How to convert bytearray into integer?

Thomas Jollans thomas at jollybox.de
Mon Aug 16 15:38:00 EDT 2010


On Monday 16 August 2010, it occurred to Jacky to exclaim:
> Hi Thomas,
> 
> Thanks for your comments!  Please check mine inline.
> 
> On Aug 17, 1:50 am, Thomas Jollans <tho... at jollybox.de> wrote:
> > On Monday 16 August 2010, it occurred to Jacky to exclaim:
> > > Hi there,
> > > 
> > > Recently I'm facing a problem to convert 4 bytes on an bytearray into
> > > an 32-bit integer.  So far as I can see, there're 3 ways:
> > > a) using struct module,
> > 
> > Yes, that's what it's for, and that's what you should be using.
> 
> My concern is that struct may need to parse the format string,
> construct the list, and de-reference index=0 for this generated list
> to get the int out.
> 
> There should be some way more efficient?

The struct module is written in C, not in Python. It does have to parse a 
string, yes, so, if you wrote your own, limited, C function to do the job, it 
might be marginally faster.

> 
> > > b) using ctypes module, and
> > 
> > Yeeaah, that would work, but that's really not what it's for. from_buffer
> > wants a writable buffer interface, which is unlikely to be what you want.
> 
> Actually my buffer is writable --- it's an bytearray.  Turning it into
> a R/O one make me to do extra effort: wrapping the bytearray into
> buffer().
> 
> My question is, this operation seems like to be much simpler than the
> former one, and it's very straightforward as well.  Why is it slow?
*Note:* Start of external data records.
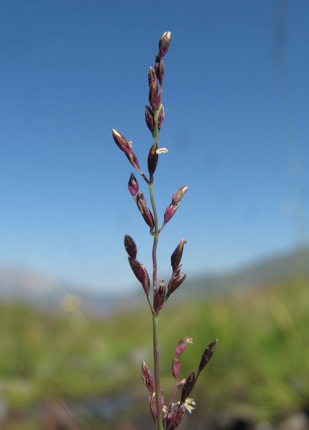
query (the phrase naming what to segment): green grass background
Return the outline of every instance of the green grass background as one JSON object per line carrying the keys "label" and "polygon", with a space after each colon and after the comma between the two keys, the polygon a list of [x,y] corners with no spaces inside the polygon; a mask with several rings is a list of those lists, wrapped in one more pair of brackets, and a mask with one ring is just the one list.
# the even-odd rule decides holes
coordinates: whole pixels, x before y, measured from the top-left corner
{"label": "green grass background", "polygon": [[[309,287],[307,280],[298,280],[203,300],[177,302],[171,296],[159,322],[165,403],[174,390],[175,346],[188,336],[194,343],[181,357],[181,378],[197,370],[205,347],[219,339],[192,393],[200,415],[245,411],[255,421],[274,422],[308,408]],[[65,298],[61,311],[0,304],[0,399],[8,413],[35,411],[51,399],[78,402],[125,392],[136,403],[134,413],[148,414],[141,371],[143,360],[153,367],[147,306],[145,298],[143,309],[98,318],[83,313],[74,297]],[[35,413],[31,417],[32,424],[25,419],[6,428],[40,428]]]}

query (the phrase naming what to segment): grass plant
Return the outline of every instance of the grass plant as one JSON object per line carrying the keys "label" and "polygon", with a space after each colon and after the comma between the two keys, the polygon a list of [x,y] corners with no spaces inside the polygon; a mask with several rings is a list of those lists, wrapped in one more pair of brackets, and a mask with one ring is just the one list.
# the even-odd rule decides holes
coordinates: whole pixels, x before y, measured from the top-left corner
{"label": "grass plant", "polygon": [[[150,234],[153,238],[151,251],[153,261],[151,276],[152,283],[146,267],[141,262],[136,259],[136,245],[132,238],[128,235],[125,237],[125,246],[129,255],[129,263],[134,274],[144,289],[152,315],[153,375],[153,376],[150,368],[144,361],[142,364],[142,374],[144,383],[150,393],[150,408],[158,430],[163,430],[163,429],[174,430],[182,420],[185,411],[191,414],[194,409],[196,404],[190,396],[192,390],[201,372],[210,359],[217,342],[217,340],[212,342],[205,350],[196,374],[194,371],[192,371],[186,379],[180,380],[179,374],[181,367],[180,357],[186,349],[187,344],[192,343],[192,339],[185,337],[179,341],[176,346],[175,354],[171,365],[171,372],[175,381],[175,387],[170,400],[165,404],[160,381],[158,342],[159,315],[169,296],[186,279],[187,275],[181,271],[182,265],[181,261],[184,246],[187,241],[183,239],[181,239],[171,255],[171,264],[173,273],[167,286],[165,286],[165,280],[163,278],[161,278],[159,282],[158,282],[157,248],[159,235],[176,213],[180,206],[180,202],[188,188],[187,185],[182,187],[173,195],[171,203],[165,209],[162,224],[160,227],[154,198],[154,179],[159,155],[168,152],[166,148],[160,148],[159,147],[159,134],[164,119],[164,108],[162,103],[164,77],[163,57],[169,47],[171,37],[170,32],[166,31],[160,38],[159,43],[159,52],[156,58],[154,70],[150,67],[148,71],[149,100],[150,105],[146,106],[145,116],[146,124],[154,140],[154,142],[151,144],[148,157],[149,175],[144,174],[141,169],[137,157],[132,149],[132,142],[128,142],[117,130],[113,129],[112,130],[116,144],[125,153],[131,164],[137,170],[149,187],[151,209],[147,206],[144,194],[141,191],[138,190],[138,181],[134,174],[131,173],[128,182],[128,190],[133,196],[144,221],[150,227]],[[181,393],[180,399],[174,402],[178,392]]]}

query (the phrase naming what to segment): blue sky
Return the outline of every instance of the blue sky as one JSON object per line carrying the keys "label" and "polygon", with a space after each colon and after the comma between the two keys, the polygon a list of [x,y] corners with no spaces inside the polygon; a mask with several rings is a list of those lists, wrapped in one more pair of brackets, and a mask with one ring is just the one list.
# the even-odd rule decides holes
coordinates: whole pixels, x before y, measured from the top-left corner
{"label": "blue sky", "polygon": [[128,233],[150,271],[111,129],[147,172],[147,71],[166,31],[161,219],[189,189],[160,235],[159,276],[183,237],[190,276],[308,243],[308,16],[305,0],[2,2],[0,264],[118,291],[135,283]]}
Unlike struct, it constructs an object you're not actually interested in 
around your int.

> it's hard to image why socket object provides the interface:
> socket.recv_from(buf[, num_bytes[, flags]]) but forget the more
> generic one: socket.recv_from(buf[, offset[, num_bytes[, flags]]])

Well, that's what pointer arithmetic (in C) or slices (in Python) are for! 
There's an argument to be made for sticking close to the traditional 
(originally C) interface here - it's familiar.